I loved the sentiment behind Paper Boat’s offering for the new year. It has a vocal rendering of the song
HDFC Life wants to urge people to plan for their retirement at an earlier age. Hoping to catch the 35-40 age group, it has this TVC which shows parents on see-saws with their two children. The wife is heard complimenting the husband for booking the winter holiday ahead of time. He replies that he has both looks and brains. As if on cue, the kids rush off the see-saws to play elsewhere. The wife wonders aloud what they would do after the kids are grown up and gone. The husband, who joins her on her see-saw, replies that then their holidays would begin in right earnest and they can take two holidays a year instead of one. When the wife quizzes him whether someone would be giving him a salary even after retirement he says, yes, he has begun planning his retirement early and is investing in an appropriate insurance scheme. The film ends with the wife saying she married him for his looks, the brains have now come as a bonus. This is a competent ad film. No fuss, but spells out its message clearly. The positive inducement of a holiday-filled retired life could work better than some negative reinforcement. And the see-saw idea is novel.

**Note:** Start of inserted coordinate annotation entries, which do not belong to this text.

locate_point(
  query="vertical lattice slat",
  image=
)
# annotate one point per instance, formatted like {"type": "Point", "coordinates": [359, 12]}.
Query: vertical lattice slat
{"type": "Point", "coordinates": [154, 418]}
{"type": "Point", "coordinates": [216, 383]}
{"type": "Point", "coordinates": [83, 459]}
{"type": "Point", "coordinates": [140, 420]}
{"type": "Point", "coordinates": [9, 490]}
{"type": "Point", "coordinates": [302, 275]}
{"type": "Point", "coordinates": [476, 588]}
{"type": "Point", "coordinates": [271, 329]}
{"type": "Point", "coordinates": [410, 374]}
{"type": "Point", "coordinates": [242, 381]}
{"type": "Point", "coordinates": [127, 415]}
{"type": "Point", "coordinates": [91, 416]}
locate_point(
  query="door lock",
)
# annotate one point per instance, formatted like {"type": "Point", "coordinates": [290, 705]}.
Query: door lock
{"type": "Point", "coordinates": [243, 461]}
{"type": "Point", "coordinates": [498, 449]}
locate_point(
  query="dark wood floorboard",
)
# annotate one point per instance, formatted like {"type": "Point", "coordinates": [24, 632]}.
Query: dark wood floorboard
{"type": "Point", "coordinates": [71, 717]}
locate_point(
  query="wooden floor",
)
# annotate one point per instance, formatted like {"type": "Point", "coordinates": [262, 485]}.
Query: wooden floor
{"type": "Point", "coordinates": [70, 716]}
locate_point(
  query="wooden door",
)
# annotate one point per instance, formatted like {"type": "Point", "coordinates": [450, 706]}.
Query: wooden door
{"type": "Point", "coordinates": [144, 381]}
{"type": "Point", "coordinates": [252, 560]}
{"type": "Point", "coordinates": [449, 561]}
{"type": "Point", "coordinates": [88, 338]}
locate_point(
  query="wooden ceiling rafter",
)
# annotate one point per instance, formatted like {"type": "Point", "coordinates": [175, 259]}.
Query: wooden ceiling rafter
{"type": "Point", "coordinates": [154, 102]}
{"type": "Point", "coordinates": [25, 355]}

Being responsible Netizens
A friend of mine, Homi Bhabha, has taught me digital etiquette. If there is a shred of doubt in his mind about the report he forwards, he writes (in bold) “not verified, forwarded as received”. This puts one’s antennae up. I am more circumspect when I read the article and then decide whether I want to forward it or not. But this is e-mailing. Today with FB and Twitter and things going viral in minutes, we owe it to ourselves to be socially responsible netizens. The recent digitally altered full-page ad of Big Bazaar was not just in very poor taste but an example of what is now increasingly being accepted with a shrug of the shoulders and a hit to the “post” button. Why are we willing to publicise something that could be a horrible mistake or a case where some salacious pervert deliberately altered it and put it up on social media? While I am harsh on this pervert, I want to apportion a little blame to everyone who contributed to it going viral. Guys, let’s be a little kinder to mistakes and a little blinder to deliberate sickos. Make that your new year’s resolution, please!
Good ads
There are good ads and there are ads that essay good. The last year has seen both types. Good ads are those that do their job well. They help market a product, promote a scheme, build an image. The second category are ads such as P&G’s ‘Touch the Pickle’ ad, the Fevikwik Thodo nahin, jodo ! ad and the Dabur Vatika cancer patient ad. These show that communication can and is being used as a force for good. These ads were for real products but told their story in a way that something good came out not just for the brand, but for a larger purpose as well. I doff my hat to the creators of these ads. I am missing out a couple of wonderful ads in this genre. Go ahead, dear readers, remind me of at least one such message that stirred you and left you wanting more.